NGAWI, (otonominews.id) – Krisis pangan diperkirakan menjadi salah satu tantangan terbesar yang akan dihadapi masyarakat dunia menjelang tahun 2040 hingga 2050 mendatang. Bahkan Badan Pangan Dunia memprediksi akan terjadi peningkatan kebutuhan pangan sebesar 60 persen di tahun tersebut dibanding sekarang.
Ketua DPD RI AA LaNyalla Mahmud Mattalitti menegaskan, hal ini harus benar-benar menjadi perhatian pemerintah pusat maupun pemerintah di daerah, termasuk di Kabupaten Ngawi, sebagai penghasil beras terbesar di Indonesia. Tidak hanya mencari solusi untuk swasembada, tapi juga mengambil peluang. Karena Indonesia memiliki potensi besar untuk menjadi lumbung pangan dunia.
“Apalagi Indonesia juga akan mengalami ledakan jumlah penduduk usia produktif, mencapai 70 persen populasi dari total penduduk di Indonesia. Ini artinya, Kabupaten Ngawi adalah salah satu penjaga kedaulatan pangan Indonesia. Sehingga, sudah seharusnya, orientasi pembangunan desa-desa di Kabupaten Ngawi terintegrasi untuk tetap memastikan Kabupaten ini sebagai Sentra penghasil Beras terbesar di Jawa Timur dan Indonesia,” ujar LaNyalla di acara Sarasehan dan Serap Aspirasi Masyarakat Asosiasi Kepala Desa Kabupaten Ngawi dengan tema “Otonomi Desa untuk Mewujudkan Kesejahteraan Rakyat”, di Pendopo Widya Graha Bupati Ngawi, Jumat (24/11).

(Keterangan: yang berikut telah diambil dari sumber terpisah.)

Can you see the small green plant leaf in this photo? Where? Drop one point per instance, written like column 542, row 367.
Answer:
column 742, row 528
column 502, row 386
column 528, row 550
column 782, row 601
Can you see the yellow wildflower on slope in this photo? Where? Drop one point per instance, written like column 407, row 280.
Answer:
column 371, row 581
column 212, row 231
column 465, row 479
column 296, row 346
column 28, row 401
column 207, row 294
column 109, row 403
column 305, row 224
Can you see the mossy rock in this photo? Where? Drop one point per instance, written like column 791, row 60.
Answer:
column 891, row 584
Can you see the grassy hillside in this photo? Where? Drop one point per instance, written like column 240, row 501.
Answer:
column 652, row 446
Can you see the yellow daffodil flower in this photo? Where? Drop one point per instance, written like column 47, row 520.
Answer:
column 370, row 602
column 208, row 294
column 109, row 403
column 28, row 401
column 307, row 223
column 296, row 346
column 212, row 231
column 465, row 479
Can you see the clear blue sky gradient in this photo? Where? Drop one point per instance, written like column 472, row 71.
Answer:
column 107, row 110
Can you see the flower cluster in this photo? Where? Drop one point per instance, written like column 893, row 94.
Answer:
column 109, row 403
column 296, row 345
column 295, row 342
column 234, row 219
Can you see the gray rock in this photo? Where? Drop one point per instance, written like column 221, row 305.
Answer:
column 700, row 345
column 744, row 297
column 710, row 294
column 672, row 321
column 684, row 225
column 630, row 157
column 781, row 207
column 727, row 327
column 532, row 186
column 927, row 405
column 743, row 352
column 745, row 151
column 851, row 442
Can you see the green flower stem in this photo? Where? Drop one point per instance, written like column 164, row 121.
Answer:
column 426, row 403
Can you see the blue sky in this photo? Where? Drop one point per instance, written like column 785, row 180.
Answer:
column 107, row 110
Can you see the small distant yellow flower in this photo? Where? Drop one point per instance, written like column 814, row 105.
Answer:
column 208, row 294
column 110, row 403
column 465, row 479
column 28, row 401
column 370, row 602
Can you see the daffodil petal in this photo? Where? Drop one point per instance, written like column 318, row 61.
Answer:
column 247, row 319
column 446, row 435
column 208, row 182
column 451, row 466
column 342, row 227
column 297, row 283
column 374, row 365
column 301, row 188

LaNyalla menilai tantangan untuk memaksimalkan potensi tersebut masih harus terus diperjuangkan. Karena kondisi di Indonesia dari data Kementerian ATR/BPN, setiap tahun alih fungsi lahan sawah menjadi non-sawah yang terjadi di Indonesia mencapai hampir sekitar 100 ribu hektare. “Artinya, kalau dalam 10 tahun, sudah satu juta hektare. Ini tentu harus dicegah dan dicarikan solusinya,” kata LaNyalla.
Indonesia juga memiliki persoalan tentang luasan lahan sawah yang dimiliki petani di Indonesia. Dihitung rata-rata, sekitar 80 persen petani di Indonesia memiliki lahan kurang dari satu hektare.

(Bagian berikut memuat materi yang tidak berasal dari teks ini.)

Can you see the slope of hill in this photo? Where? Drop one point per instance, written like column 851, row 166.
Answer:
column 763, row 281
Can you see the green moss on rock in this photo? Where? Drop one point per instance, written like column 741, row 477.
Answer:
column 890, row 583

“Ini tentu menyulitkan bagi kita untuk mengejar swasembada. Apabila dibandingkan dengan petani di Thailand yang rata-rata memiliki lahan dua hektare. Belum lagi bila kita melihat apa yang dilakukan negara-negara lain, yang sudah menjalankan BioTeknologi Agrikultural dalam pertanian atau perkebunan mereka,” ujar LaNyalla.

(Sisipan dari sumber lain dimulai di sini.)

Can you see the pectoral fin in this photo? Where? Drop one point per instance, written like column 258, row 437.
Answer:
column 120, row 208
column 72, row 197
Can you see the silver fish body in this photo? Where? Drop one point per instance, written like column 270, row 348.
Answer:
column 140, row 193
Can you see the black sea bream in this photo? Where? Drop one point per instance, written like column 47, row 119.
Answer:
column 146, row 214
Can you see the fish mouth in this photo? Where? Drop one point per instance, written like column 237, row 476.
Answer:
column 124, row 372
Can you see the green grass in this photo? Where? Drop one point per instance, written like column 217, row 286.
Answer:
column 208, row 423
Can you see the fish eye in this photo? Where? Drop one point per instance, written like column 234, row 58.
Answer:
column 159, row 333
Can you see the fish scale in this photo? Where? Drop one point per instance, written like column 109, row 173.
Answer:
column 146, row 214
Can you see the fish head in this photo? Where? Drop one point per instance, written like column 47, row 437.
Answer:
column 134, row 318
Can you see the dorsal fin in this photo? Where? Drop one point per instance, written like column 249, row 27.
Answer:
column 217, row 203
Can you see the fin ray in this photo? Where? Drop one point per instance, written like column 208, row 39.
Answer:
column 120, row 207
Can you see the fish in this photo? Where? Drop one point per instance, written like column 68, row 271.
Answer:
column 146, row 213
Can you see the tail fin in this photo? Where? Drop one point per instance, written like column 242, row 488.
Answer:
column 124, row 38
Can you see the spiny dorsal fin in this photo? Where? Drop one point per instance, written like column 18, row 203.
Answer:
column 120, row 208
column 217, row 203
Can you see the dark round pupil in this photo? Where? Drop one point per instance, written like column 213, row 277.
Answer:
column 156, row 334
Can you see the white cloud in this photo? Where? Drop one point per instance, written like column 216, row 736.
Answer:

Amerika Serikat misalnya, memiliki luas tanaman berbasis bioTeknologi terbesar di dunia, yaitu 75 juta hektare untuk tanaman kapas, kedelai, dan jagung. Sedangkan Brasil menggunakan BioTeknologi untuk tanaman kedelai dengan luas lebih dari 50 juta hektare. Begitu juga Argentina memiliki tanaman berbasis BioTeknologi seluas 23 juta hektare.
Sementara di Asia, India tercatat menggunakan tanaman berbasis BioTeknologi seluas 11,4 juta hektare. Sedangkan Cina, menggunakan BioTeknologi untuk menyulap lahan gurun mereka menjadi bisa ditanami.
“Pelajaran yang bisa kita ambil adalah orientasi pembangunan di sektor kedaulatan pangan sedang dilakukan oleh negara-negara di dunia ini. Tetapi Indonesia masih memilih jalan pintas, untuk impor bahan kebutuhan pangan dan Sembako. Ini karena adanya segelintir orang yang diuntungkan sebagai importir produk konsumsi,” ungkap LaNyalla.
Oleh karena itu, sudah seharusnya Indonesia menerapkan secara utuh kedaulatan negara dengan cara kembali kepada asas dan sistem bernegara yang sesuai dengan falsafah dasar bangsa dan negara ini, yaitu Pancasila. Perlu diketahui, perubahan atau amandemen konstitusi yang terjadi di tahun 1999 hingga 2002 telah mengubah asas dan sistem bernegara Indonesia. Sejak saat itu, Indonesia mengadopsi sistem bernegara ala barat yang individualistik dan ekonomi yang semakin kapitalistik liberal.